We have not included in the contractual obligations table approximately $264 million for long-term liabilities for
unrecognized tax benefits for various tax positions we have taken. These liabilities may increase or decrease over time as
a result of tax examinations, and given the status of the examinations, we cannot reliably estimate the period of any cash
settlement with the respective taxing authorities. These liabilities also include amounts that are temporary in nature and
for which we anticipate that over time there will be no net cash outflow.

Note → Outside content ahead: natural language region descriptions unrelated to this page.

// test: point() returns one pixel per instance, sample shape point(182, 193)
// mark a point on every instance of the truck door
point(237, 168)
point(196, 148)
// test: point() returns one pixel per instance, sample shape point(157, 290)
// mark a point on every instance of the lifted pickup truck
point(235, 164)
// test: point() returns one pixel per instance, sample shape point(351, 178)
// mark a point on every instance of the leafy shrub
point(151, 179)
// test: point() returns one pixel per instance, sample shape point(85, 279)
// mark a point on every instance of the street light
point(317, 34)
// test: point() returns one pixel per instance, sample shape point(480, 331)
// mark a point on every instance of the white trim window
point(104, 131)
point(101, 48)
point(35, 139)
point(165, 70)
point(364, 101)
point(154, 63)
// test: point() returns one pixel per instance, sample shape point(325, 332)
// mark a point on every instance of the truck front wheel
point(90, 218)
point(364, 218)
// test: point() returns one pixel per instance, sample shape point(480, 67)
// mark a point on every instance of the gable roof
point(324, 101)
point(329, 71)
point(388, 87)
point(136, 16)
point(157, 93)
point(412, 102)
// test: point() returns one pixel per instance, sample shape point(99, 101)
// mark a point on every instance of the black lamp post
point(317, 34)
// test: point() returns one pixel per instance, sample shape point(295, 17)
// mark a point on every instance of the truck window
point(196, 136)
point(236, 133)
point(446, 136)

We sponsor noncontributory defined benefit pension plans covering certain salaried and hourly employees, the most
significant of which are in the U.S. and U.K. The most significant of these plans, the YUM Retirement Plan (the “Plan”),
is funded while benefits from the other U.S. plans are paid by the Company as incurred. Our funding policy for the Plan
is to contribute annually amounts that will at least equal the minimum amounts required to comply with the Pension
Protection Act of 2006. However, additional voluntary contributions are made from time to time as are determined to be
appropriate to improve the Plan’s funded status. At December 26, 2009, the Plan was in a net underfunded position of
$83 million. Based on the current funding status of the Plan, we will not be required to make minimum contributions in
2010. Investment performance and corporate bond rates have a significant effect on our net funding position as they drive
our asset balances and discount rate assumption. Future changes in investment performance and corporate bond rates
could impact our funded status and the timing and amounts of required contributions beyond 2010.